Sunday, May 16, 2010
Human skull found near St. Anne, Manitoba
Police launched an investigation to determine the identity of human remains after a dog uncovered a skull in the rural municipality of Ste. Anne.
RCMP Sgt. Line Karpish said an area resident contacted police late Thursday after his dog found a human skull on his farm. Karpish said officers from the major crime unit in Winnipeg were dispatched, along with members of the search and rescue unit to comb the property for any further evidence of remains.
"They came in to do a more extensive search and did end up finding more bones. So then our identification unit became involved," Karpish said.
At the scene on Saturday, ribbons of red tape were woven between trees and dense brush that line the road, which runs through the Lilac campground and looks onto the Trans-Canada Highway. Neighbours peeped out at media from behind their fences.

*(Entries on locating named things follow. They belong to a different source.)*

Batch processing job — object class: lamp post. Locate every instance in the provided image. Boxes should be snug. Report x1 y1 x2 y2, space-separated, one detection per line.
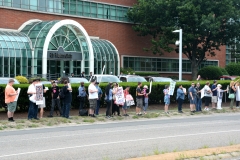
173 29 182 81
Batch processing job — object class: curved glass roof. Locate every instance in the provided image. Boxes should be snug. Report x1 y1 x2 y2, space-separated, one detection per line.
91 39 119 74
48 26 81 51
0 31 32 58
21 20 59 48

The discovery prompted area residents to speculate the bones could belong to Christine Jack, a 33-year-old mother of two who disappeared from her home in Winnipeg's St. Vital neighbourhood on Dec. 17, 1988.
At that time, police searched the same area in Ste. Anne after residents said they saw someone driving a vehicle similar to Jack's the night of her disappearance. Her body was never found.
Jack's husband, former Winnipeg Blue Bomber receiver Brian Jack, was charged with his wife's murder but ultimately walked free following three high-profile trials and a decision by the Supreme Court of Canada that he couldn't be tried again.
Area resident Craig Ross said neighbours are already discussing the possibility the skeletal remains could be Christine Jack's.
"It's in the back of my mind and she hasn't been found," Ross said. "You're always hoping the family could get some kind of closure."
Karpish said RCMP received multiple calls from people inquiring about possible connections with the Jack case.
"That's all it is, it's speculation. It could be anybody," she said.
"We do have some missing people, but we don't know that.
"We're going to find out who that person is and hopefully the post-mortem will give us some answers."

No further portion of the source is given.